Bruce Sterling: Hit Spammers at their Payment Processors

[Logan Darklighter]

Via Instapundit: 

BRUCE STERLING: Hit Spammers At Their Payment Processors. “Nearly all financial transactions arising from spam operations are handled by just three banks, according to a paper from 15 researchers from the University of California at Berkeley, the University of California at San Diego, the International Computer Science Institute and the Budapest University of Technology and Economics. The three banks are Azerigazbank in Azerbaijan, DnB NOR in Latvia, and St. Kitts-Nevis-Anguilla National Bank in the Caribbean. As potential solutions, the researchers recommend that issuing banks in the US refuse to conduct ‘card not present’ transactions for known spammers.”
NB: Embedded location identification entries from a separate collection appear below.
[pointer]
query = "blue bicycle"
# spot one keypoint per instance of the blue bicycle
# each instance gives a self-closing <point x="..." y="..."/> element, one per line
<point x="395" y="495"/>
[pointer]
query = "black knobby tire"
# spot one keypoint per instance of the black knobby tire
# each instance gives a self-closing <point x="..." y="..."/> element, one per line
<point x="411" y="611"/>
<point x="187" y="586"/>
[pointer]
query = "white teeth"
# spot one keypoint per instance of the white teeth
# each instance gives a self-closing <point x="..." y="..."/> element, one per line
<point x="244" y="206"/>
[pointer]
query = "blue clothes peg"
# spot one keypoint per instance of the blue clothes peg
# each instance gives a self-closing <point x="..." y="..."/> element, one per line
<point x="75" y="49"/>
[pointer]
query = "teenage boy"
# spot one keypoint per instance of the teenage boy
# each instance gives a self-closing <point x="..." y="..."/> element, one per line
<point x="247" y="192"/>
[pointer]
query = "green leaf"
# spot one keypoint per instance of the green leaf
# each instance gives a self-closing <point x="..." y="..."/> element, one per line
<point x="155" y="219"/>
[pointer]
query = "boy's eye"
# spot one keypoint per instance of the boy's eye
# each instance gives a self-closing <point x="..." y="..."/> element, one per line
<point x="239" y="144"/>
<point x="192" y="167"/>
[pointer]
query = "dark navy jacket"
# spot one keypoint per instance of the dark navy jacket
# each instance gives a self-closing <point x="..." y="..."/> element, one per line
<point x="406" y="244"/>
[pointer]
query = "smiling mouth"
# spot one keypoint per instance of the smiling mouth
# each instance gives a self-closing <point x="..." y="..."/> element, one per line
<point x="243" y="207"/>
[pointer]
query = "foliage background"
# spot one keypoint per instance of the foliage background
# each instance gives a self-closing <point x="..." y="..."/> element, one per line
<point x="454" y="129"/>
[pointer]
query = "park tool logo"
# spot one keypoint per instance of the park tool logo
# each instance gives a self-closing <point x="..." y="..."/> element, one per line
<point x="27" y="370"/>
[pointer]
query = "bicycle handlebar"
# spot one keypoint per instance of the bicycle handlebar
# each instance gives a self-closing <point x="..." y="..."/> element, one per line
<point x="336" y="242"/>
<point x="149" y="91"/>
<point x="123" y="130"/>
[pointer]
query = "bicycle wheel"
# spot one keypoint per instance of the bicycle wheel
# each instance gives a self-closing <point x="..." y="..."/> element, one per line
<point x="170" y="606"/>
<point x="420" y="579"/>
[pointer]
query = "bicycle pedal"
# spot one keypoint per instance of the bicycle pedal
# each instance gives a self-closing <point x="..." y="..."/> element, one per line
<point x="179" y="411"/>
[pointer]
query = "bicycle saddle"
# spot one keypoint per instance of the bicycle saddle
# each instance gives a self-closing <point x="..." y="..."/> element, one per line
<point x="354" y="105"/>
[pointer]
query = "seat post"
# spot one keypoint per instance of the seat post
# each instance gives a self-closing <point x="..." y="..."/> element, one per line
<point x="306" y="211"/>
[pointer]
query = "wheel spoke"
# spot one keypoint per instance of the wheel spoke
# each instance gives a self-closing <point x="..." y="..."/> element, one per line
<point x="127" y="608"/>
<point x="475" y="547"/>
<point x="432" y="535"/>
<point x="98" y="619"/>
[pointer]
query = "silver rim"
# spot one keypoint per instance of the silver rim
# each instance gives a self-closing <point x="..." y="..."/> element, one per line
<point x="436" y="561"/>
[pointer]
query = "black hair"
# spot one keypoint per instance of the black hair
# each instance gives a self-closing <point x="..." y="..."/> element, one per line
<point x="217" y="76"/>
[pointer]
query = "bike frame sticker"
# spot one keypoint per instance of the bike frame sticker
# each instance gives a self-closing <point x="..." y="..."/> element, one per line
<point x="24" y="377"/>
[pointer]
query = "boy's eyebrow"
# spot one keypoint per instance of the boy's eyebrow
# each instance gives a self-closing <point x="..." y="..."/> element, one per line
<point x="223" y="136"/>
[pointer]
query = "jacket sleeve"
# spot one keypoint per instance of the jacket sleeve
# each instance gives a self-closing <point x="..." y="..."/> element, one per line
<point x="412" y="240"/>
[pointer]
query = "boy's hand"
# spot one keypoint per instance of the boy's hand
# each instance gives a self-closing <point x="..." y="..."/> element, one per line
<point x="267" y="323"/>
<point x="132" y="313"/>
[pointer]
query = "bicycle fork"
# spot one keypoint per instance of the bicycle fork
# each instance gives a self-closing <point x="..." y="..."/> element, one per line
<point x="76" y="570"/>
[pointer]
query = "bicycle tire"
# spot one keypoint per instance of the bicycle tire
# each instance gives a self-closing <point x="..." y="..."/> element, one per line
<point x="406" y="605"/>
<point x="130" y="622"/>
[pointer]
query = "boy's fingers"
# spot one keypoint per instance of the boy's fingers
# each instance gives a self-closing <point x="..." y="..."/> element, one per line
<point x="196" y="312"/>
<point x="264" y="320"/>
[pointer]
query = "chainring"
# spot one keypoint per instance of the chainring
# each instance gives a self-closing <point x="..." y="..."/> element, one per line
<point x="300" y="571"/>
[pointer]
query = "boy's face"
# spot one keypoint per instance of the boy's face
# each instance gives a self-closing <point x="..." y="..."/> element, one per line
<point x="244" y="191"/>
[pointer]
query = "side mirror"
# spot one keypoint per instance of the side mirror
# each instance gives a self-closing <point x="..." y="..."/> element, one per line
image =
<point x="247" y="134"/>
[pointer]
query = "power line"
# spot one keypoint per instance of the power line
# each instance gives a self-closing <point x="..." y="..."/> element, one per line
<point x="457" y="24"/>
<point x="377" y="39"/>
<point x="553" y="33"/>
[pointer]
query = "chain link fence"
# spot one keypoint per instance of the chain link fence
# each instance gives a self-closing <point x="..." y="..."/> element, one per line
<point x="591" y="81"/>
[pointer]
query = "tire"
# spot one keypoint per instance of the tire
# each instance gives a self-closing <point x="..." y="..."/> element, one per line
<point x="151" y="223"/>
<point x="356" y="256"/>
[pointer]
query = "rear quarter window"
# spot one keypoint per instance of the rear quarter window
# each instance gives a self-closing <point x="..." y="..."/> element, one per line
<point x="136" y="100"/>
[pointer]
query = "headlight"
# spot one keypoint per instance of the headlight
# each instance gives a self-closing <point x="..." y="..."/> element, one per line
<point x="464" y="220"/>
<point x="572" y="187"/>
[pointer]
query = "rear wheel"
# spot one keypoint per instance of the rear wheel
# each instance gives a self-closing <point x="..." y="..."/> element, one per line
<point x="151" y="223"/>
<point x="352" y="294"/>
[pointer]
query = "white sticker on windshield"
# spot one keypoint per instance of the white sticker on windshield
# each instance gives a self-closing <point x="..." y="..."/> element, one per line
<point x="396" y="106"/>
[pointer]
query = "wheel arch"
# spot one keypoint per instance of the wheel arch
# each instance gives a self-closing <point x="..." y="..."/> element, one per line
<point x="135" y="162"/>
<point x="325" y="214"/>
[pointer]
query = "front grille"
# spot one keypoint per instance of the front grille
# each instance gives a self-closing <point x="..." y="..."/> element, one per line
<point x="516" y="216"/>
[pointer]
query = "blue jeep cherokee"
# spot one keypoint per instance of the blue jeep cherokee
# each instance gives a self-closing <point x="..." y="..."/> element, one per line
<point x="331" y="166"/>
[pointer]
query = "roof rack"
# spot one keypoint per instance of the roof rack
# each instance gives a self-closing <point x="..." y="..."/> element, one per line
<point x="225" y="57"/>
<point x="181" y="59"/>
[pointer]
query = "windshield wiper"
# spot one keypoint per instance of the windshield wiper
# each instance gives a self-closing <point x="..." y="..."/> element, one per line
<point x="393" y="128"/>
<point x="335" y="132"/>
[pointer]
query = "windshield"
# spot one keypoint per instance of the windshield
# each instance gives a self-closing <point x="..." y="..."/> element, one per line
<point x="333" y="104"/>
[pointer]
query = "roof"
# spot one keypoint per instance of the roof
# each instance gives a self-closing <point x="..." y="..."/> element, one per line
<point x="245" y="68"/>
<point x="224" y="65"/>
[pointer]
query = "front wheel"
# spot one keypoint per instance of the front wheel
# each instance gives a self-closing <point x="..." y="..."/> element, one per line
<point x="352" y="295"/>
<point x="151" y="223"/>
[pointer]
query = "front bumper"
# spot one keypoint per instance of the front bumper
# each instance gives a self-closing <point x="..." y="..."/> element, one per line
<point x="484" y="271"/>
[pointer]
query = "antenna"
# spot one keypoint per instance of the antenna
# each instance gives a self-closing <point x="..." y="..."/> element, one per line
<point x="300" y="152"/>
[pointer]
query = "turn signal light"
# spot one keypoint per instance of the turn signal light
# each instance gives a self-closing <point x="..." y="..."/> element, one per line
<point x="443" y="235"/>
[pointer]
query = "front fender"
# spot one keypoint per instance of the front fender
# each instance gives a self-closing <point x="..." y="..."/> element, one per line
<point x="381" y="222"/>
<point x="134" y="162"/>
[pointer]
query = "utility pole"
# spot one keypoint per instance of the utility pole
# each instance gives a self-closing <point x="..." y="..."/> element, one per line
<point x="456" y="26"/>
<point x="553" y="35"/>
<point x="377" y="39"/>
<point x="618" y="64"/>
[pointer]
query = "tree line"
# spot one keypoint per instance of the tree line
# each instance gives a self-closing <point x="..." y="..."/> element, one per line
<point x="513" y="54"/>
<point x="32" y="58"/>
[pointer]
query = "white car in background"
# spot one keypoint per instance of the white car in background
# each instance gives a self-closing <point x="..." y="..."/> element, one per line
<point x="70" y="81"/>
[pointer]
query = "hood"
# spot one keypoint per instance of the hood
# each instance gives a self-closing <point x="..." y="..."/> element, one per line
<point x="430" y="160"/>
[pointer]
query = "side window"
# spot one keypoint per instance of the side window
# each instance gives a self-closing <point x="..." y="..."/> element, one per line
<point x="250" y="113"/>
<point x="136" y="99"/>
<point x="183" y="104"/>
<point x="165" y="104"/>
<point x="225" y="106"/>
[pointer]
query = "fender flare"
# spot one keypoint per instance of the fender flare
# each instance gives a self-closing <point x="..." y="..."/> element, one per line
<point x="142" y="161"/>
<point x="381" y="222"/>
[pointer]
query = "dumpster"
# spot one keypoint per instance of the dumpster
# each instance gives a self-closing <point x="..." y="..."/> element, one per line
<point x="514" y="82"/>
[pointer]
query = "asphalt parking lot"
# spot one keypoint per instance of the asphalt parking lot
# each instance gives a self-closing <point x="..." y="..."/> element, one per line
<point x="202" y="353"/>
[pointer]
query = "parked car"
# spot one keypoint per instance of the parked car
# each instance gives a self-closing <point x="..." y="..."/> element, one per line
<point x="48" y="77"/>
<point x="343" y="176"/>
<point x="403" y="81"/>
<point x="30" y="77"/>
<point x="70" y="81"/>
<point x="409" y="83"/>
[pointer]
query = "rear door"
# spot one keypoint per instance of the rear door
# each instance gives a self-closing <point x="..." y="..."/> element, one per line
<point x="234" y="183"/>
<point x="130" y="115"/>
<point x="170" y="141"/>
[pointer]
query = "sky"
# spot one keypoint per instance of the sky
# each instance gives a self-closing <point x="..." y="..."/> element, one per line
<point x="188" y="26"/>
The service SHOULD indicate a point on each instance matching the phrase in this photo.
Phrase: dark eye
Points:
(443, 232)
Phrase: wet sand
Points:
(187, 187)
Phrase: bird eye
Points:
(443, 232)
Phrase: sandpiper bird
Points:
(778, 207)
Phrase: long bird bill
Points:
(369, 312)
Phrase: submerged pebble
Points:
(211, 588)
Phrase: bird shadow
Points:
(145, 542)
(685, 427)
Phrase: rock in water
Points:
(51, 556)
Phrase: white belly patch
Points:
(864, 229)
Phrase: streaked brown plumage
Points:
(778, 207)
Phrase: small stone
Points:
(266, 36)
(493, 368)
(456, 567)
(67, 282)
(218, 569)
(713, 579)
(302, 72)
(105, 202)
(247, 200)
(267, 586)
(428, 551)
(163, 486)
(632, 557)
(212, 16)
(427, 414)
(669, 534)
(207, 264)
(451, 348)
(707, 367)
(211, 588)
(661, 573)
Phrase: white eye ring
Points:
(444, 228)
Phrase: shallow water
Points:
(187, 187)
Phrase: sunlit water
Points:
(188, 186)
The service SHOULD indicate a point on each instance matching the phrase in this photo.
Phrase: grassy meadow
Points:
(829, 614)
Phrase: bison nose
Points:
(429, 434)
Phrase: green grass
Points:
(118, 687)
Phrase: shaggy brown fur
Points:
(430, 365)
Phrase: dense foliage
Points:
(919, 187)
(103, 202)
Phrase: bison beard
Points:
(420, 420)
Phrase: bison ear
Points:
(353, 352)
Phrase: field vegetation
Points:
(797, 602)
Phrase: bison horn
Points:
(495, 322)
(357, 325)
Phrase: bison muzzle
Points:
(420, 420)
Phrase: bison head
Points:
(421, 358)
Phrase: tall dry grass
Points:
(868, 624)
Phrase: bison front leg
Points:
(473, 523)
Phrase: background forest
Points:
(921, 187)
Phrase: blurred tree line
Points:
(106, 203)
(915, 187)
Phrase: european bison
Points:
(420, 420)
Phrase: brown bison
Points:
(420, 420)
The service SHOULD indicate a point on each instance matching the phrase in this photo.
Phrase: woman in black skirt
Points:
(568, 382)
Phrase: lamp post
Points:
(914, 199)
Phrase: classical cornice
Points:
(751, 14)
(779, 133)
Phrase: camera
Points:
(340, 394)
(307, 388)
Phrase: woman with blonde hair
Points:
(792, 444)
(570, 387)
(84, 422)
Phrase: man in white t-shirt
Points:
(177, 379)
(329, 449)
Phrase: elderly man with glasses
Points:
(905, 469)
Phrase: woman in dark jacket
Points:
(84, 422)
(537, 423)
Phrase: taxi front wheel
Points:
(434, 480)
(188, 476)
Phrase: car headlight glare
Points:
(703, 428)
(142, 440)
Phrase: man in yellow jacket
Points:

[Editor's Note (Schultz): This is one of the most interesting information security research efforts in recent years.
(Honan): This is a very interesting development in the fight against spam. While changing hosting providers is a trivial matter for spam operators changing their payment processor is not easy making it more time consuming and costly for spammers to conduct their operations. * Should enough of these payment processors be identified and blacklisted it could have a major impact in the amount of spam flooding our networks.]

* Emphasis Mine. 

http://www.informationweek.com/news/sec ... /229625599
http://www.networkworld.com/news/2011/0 ... email.html

http://cseweb.ucsd.edu/~savage/papers/Oakland11.pdf

[Wiregeek]

how about we cancel their payment processors with nuclear weapons?
"No can brain today. Want cheezeburger."
From NGE: Nobody Dies, by Gregg Landsman
http://www.fanfiction.net/s/5579457/1/NGE_Nobody_Dies

[Foxboy]

Always with the explosions!

Though I gotta wonder how many of these operations evolved from the old "classifieds" that used to be in the National Enquirer, back of Comic Books, etc...
''We don't just borrow words; on occasion, English has pursued other languages down alleyways to beat
them unconscious and rifle their pockets for new vocabulary.''

-- James Nicoll

[Rev Dark]

Great synopsis - I want to see the full paper on full publication.
Unfortunately, it is not a solution to the spam problem.  Not even close.
Once you hit their sales site - it is a legitimate transaction - with the caveat that the product is what is advertised, etc.etc.
The problem is that you have to be able to conclusively show a trail leading from the agent that sent the spam back to the vendor.  Otherwise the vendor cannot be held responsible in regards to the spam.  They can easily say that they paid the third party to distribute the e-mails in a legal fashion, or claim not to have commissioned the e-mails to go out in the first place.  Add in that you are dealing with the laws and regulations of multiple countries, some of which have a strong economic impetus to maintain the status quo and it is not going to go too far, too fast.
Besides which, product spamming makes up only a portion of the spam out there - phishing, spear-phishing, and other malicious e-mails have a very different funding path in terms of the bad guy getting paid; which would not necessarily be impacted by putting pressure on the identified financial institutions (and of course one can always find another bank willing to reap the rewards of such lucrative customers.)
Love the research.
I can't say the solution is particularly practical.

[Sofaspud]

Rev, I think you're being unduly pessimistic, here.  No, it is not a magic bullet, nor is it wholly practical.  Yes, there are gaping holes in it, and even reasonably clever spammers -- not the geniuses, just the everymen -- are going to be able to roll on to a different bank and start over again.
The question is not whether this is a full solution.  The question is, is it worth implementing regardless?
I don't have the answer to that, but I don't think it should be dismissed.  If the cost of shutting down, or at least inconveniencing, the payment processors is less than what could be regained by slackening the spam flow, then I'd say it's worth the effort.

--sofaspud
--"Listening to your kid is the audio equivalent of a Salvador Dali painting, Spud." --OpMegs

[Black Aeronaut]

Hell, America represents the world's largest market of consumers, QED. If you blacklist a payment center for transactions from USA, then you've effectively crippled them. The end result will be that banks will not want to do business with spammers.

What will really hurt them will be if you can get Japan, the EU, the UK, and others on board with the program. Do that and it will make it very hard for anyone to make money through an obnoxious means.